Hi, I’m on FDB 6.3.15 and use TLS. I run a golang service that is an fdb client (using the fdb go bindings) and I had a bug where I passed in the TLS options incorrectly. While debugging this in my test environment I found that while the bad application was running, I couldn’t use fdbcli - even though fdbcli was using the correct TLS file paths. When I turned off the bad application, fdbcli worked again. Has anyone hit this before?

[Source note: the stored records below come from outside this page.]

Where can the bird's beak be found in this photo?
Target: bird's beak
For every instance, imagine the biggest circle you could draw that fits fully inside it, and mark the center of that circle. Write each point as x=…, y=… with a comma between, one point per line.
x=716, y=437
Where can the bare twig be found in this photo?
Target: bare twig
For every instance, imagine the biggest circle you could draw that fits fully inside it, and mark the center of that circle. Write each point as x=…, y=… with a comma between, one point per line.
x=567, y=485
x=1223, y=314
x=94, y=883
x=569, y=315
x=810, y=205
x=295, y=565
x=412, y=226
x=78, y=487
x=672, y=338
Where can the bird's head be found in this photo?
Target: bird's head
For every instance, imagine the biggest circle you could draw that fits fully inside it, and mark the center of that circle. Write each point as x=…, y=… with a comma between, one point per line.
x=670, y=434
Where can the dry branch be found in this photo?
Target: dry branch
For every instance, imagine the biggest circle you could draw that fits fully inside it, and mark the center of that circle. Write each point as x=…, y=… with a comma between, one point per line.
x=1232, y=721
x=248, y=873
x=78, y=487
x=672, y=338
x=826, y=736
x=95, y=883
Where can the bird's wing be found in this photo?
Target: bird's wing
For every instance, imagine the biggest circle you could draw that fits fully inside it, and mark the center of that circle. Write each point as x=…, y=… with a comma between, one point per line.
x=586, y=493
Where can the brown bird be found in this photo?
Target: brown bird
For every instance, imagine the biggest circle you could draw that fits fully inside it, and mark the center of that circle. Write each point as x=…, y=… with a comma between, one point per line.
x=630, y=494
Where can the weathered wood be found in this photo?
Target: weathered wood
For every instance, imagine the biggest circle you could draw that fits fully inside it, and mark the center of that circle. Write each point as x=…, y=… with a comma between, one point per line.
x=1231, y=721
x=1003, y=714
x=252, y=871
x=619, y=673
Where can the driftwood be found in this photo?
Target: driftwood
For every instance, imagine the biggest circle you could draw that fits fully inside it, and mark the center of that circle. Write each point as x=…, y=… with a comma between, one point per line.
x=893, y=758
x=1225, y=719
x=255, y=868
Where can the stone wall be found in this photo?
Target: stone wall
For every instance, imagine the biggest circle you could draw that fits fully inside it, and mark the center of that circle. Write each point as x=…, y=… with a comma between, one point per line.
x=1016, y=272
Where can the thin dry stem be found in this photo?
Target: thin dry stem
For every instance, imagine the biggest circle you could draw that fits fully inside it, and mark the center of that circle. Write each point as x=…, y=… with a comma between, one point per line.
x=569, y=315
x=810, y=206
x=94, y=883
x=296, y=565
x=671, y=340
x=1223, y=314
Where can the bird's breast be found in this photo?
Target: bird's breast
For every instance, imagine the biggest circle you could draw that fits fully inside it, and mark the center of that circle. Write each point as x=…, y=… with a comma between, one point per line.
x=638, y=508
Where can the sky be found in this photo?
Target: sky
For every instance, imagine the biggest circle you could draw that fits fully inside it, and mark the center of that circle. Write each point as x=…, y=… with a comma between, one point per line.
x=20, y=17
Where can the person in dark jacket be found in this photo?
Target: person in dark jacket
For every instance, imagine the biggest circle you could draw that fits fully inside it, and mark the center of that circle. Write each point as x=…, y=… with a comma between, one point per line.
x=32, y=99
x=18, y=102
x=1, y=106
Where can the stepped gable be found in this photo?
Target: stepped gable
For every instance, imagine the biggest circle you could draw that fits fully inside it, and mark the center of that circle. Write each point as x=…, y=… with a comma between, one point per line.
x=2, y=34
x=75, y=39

My go fdb client was using these options: TLS_KEY_BYTES, TLS_CERT_BYTES, TLS_CA_BYTES. The bug was that we were passing the cert bytes for TLS_KEY_BYTES, instead of the correct key bytes. The fdb client error log was:

<Event Severity="10" Time="1644278513.282748" DateTime="2022-02-08T00:01:53Z" Type="TLSConfigureError" ID="0000000000000000" What="use_private_key: no start line" Value="151584876" WhichMeans="error:0909006C:PEM routines:get_name:no start line" Machine="127.0.0.1:1" LogGroup="default" />
<Event Severity="10" Time="1644278513.282748" DateTime="2022-02-08T00:01:53Z" Type="Net2TLSInitError" ID="0000000000000000" Error="tls_error" ErrorDescription="TLS error" ErrorCode="2107" Machine="127.0.0.1:1" LogGroup="default" />

When the bad application was running, fdbcli could not connect to the cluster - It listed the coordinator as “unreachable”. In the fdbcli logs I saw:

<Event Severity="20" Time="1644266837.015345" DateTime="2022-02-07T20:47:17Z" Type="N2_ConnectHandshakeError" ID="0219362e0161359f" SuppressedEventCount="0" ErrorCode="104" Message="Connection reset by peer" Machine="127.0.0.1:3099" LogGroup="default" />
<Event Severity="10" Time="1644266837.015345" DateTime="2022-02-07T20:47:17Z" Type="ConnectionTimedOut" ID="0219362e0161359f" SuppressedEventCount="0" PeerAddr="127.0.0.1:4500:tls" Machine="127.0.0.1:3099" LogGroup="default" />
<Event Severity="10" Time="1644266837.015345" DateTime="2022-02-07T20:47:17Z" Type="ConnectionClosed" ID="0219362e0161359f" Error="connection_failed" ErrorDescription="Network connection failed" ErrorCode="1026" SuppressedEventCount="0" PeerAddr="127.0.0.1:4500:tls" Machine="127.0.0.1:3099" LogGroup="default" />

The coordinator fdbserver had the same error logs in both cases (when the bad client tried to connect, and also when fdbcli tried to connect while the bad client was running):

<Event Severity="10" Time="1644275302.401044" DateTime="2022-02-07T23:08:22Z" Type="ConnectionFrom" ID="af314dd7cb821090" SuppressedEventCount="0" FromAddress="127.0.0.1:38156:tls" ListenAddress="0.0.0.0:4500:tls" Machine="127.0.0.1:4500" LogGroup="default" Roles="CC,CD,RV" />
<Event Severity="20" Time="1644275302.403588" DateTime="2022-02-07T23:08:22Z" Type="N2_AcceptHandshakeError" ID="0000000000000000" ErrorCode="337100999" ErrorMsg="peer did not return a certificate" BackgroundThread="1" Machine="127.0.0.1:4500" LogGroup="default" Roles="CC,CD,RV" />
<Event Severity="10" Time="1644275302.403611" DateTime="2022-02-07T23:08:22Z" Type="IncomingConnectionError" ID="af314dd7cb821090" Error="connection_failed" ErrorDescription="Network connection failed" ErrorCode="1026" SuppressedEventCount="0" FromAddress="127.0.0.1:38156:tls" Machine="127.0.0.1:4500" LogGroup="default" Roles="CC,CD,RV" />

Obviously it makes total sense why my go fdb client couldn’t connect, but I don’t understand why this caused fdbcli to not work either. The TLS files used by fdbcli are only used by fdbcli, not touched by the go application. My steps were:

  1. Run fdbcli - coordinator unreachable
  2. Stop go application
  3. Exit fdbcli
  4. Run fdbcli - coordinator reachable

I’m running everything on the same machine (go application, fdbcli, fdbservers) and my cluster has just 1 coordinator.